Jesus' rationale is interesting, because it is not immediately obvious why divorce makes the wife an adulteress. Is it because she will be forced to re-marry, since at that time being a single woman was practically impossible? I think this is the most likely explanation. Why is it unchastity? Very simple: divorce does not really exist. Issuing a certificate of divorce cannot separate the man and woman united in marriage, because no such thing can annul a covenant. So when one attempts to remarry and begins marital relations, what happens? One is having sex outside true wedlock, and is therefore committing adultery. That is why whoever marries a divorced woman commits adultery - she is the wife of another person.

The interesting consequence of this is that marrying a woman who was divorced, but whose husband has now died, is no longer adultery under that logic. The ending of the covenant of marriage at death was the idea that St Paul appeals to in Romans 7 - although with Jesus conquering death, it is not entirely obvious that now marriage can endure and conquer death too.   

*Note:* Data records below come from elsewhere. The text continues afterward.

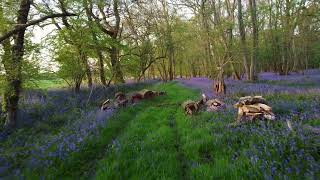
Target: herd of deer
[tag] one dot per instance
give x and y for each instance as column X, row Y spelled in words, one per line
column 121, row 100
column 249, row 108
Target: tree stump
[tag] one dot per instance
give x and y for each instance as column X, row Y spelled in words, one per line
column 251, row 108
column 214, row 105
column 120, row 100
column 147, row 94
column 106, row 105
column 219, row 87
column 190, row 107
column 136, row 97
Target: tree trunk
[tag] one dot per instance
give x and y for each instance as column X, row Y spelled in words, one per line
column 219, row 87
column 84, row 59
column 101, row 68
column 116, row 67
column 14, row 73
column 171, row 59
column 253, row 10
column 243, row 40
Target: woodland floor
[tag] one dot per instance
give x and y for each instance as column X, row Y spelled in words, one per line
column 69, row 138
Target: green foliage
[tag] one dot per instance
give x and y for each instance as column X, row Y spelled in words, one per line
column 156, row 140
column 71, row 69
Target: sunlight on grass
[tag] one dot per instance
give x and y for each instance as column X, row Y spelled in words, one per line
column 156, row 140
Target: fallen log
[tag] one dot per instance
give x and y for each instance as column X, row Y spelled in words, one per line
column 252, row 108
column 106, row 105
column 190, row 107
column 120, row 100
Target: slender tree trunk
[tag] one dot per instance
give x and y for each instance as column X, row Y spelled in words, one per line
column 98, row 50
column 116, row 67
column 243, row 40
column 84, row 59
column 101, row 68
column 14, row 73
column 171, row 59
column 253, row 10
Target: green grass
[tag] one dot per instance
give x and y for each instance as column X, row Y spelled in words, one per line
column 156, row 140
column 307, row 83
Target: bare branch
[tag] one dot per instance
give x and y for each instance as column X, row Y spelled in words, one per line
column 19, row 27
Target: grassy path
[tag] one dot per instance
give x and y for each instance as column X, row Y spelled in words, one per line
column 150, row 146
column 156, row 140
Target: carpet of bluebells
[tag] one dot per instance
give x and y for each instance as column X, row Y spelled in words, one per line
column 278, row 152
column 56, row 123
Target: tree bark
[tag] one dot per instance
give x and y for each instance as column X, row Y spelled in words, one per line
column 116, row 67
column 243, row 40
column 101, row 67
column 14, row 74
column 253, row 11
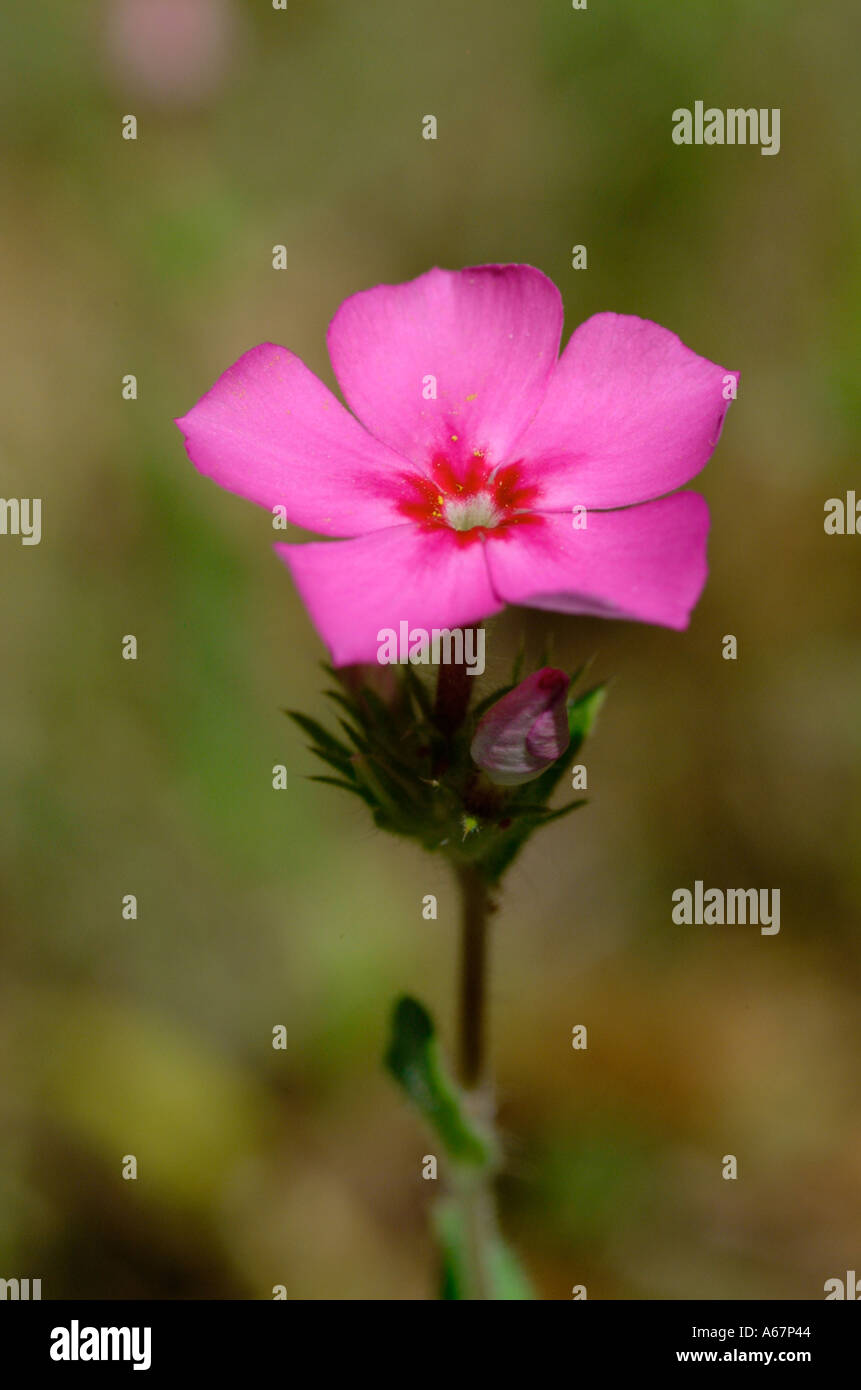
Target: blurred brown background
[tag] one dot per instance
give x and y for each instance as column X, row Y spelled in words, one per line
column 153, row 1037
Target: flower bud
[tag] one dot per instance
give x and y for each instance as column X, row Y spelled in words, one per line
column 525, row 731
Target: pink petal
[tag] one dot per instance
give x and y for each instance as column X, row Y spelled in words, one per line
column 355, row 588
column 488, row 335
column 270, row 431
column 630, row 413
column 525, row 731
column 646, row 563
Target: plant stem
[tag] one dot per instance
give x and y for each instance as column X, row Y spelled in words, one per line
column 476, row 1197
column 472, row 1043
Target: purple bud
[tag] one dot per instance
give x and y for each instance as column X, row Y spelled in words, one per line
column 525, row 731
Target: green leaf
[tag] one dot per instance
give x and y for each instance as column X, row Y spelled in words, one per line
column 338, row 781
column 341, row 762
column 415, row 1061
column 317, row 733
column 583, row 712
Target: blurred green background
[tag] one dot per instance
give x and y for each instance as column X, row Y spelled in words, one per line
column 153, row 1037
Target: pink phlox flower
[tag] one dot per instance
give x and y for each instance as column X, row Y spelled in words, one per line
column 479, row 466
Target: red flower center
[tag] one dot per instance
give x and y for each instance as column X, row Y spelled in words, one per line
column 470, row 499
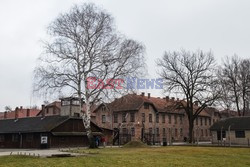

How should this play out in the Church and in the world? Well, it is my opinion that the defenders of marriage as it has universally been understood (between members of opposite sex), throughout most cultures and times, lost their battle when they allowed divorce. What demeans the institution more, hitherto unheard of unions or complete freedom to break off at whim? It is my contention that secular legalization of divorce is a far greater evil, has and will continue to produce far more broken families, children without both parents, than same-sex marriage will. Does that mean same-sex marriage is just fine, since marriage is already broken? It does not follow in the slightest. Still, one's platform is backwards if one is pro-divorce but against same-sex marriage.

Amidst all the wordliness that has crept into Christendom, it is reassuring that the Church has stuck by her commitment to the truth, even though all of England went Anglican because she would not compromise and let a randy monarch have a divorce, and even though many hate her for it.


[1] If this is the correct analogy being made, then it follows that desire for sexuality after one's own husband or wife is not lust, and not sinful.
[2] Jesus will later say that divorce was permitted because of the hardness of heart of the Israelites - permitted in Deuteronomy, though, which is the second law.